4. Clean up intermediate files:
```bash
rm -rf $PROJECT_ROOT/.understand-anything/intermediate
```
5. Report a summary:
- Files checked: N (total changed)
- Structural changes found: N files
- Cosmetic-only changes: N files (skipped)
- Nodes updated: N
- Action taken: PARTIAL_UPDATE / ARCHITECTURE_UPDATE
- Path to output: `$PROJECT_ROOT/.understand-anything/knowledge-graph.json`
---
## Error Handling
- If the fingerprint check script fails: fall back to treating all changed files as STRUCTURAL (conservative approach).
- If `fingerprints.json` doesn't exist: treat all changed files as STRUCTURAL and regenerate fingerprints after the update.
- If a subagent dispatch fails: retry once.
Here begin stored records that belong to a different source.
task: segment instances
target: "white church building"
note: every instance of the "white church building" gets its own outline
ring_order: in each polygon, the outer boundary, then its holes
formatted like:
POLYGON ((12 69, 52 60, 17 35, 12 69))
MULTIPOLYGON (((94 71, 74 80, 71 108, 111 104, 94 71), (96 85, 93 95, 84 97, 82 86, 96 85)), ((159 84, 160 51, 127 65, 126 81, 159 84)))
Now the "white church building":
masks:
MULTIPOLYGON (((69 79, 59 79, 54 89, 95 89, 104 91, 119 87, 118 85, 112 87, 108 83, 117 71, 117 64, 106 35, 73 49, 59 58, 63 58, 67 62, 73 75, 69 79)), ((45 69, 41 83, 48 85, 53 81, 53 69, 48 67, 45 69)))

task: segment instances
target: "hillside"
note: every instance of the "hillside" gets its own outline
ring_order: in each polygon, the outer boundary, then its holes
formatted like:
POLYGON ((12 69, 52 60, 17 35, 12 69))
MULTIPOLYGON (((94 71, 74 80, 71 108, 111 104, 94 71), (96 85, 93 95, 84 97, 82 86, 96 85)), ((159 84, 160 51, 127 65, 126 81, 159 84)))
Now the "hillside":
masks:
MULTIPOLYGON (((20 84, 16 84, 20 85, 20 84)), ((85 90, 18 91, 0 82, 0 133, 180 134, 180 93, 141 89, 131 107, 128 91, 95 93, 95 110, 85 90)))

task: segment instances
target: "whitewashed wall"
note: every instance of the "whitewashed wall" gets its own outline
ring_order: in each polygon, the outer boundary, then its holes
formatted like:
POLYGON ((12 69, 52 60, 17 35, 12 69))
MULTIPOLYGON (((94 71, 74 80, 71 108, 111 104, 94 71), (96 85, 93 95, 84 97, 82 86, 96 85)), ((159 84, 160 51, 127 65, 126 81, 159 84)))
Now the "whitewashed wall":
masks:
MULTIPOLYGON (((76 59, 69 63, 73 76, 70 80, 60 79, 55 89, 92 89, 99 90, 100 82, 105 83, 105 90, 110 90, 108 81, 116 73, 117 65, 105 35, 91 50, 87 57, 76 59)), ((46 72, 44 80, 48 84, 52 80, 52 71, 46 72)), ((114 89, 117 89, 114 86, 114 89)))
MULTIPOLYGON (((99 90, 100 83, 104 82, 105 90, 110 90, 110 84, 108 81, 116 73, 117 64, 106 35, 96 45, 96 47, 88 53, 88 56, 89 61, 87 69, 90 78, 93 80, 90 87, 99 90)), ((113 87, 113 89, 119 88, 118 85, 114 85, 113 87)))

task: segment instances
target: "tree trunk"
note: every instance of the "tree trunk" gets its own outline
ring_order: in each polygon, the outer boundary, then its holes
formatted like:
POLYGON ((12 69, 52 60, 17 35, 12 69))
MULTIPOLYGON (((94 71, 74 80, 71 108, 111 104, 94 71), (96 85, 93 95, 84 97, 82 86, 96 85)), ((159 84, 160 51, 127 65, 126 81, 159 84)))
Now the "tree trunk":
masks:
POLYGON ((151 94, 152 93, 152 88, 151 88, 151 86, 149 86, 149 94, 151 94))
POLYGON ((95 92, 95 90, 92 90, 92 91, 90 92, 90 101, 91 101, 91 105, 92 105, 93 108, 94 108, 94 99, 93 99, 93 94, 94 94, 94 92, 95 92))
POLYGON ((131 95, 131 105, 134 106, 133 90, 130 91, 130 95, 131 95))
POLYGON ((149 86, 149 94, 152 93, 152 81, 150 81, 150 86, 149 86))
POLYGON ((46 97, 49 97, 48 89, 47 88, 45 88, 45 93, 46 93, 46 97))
If it fails again, save partial results and report the error.
- ALWAYS save partial results — a partially updated graph is better than no update.
---
## Notes
- This skill reuses the same `file-analyzer` and `architecture-analyzer` agent definitions as `/understand` — no separate agent prompts needed.
- The fingerprint comparison in Phase 1 uses regex-based extraction (not tree-sitter) because it runs as a temporary Node.js script and doesn't need full AST accuracy — just signature-level detection.
- The authoritative fingerprints stored in `fingerprints.json` are generated by `/understand` Phase 7 using the core `fingerprint.ts` module (which uses tree-sitter for precise extraction).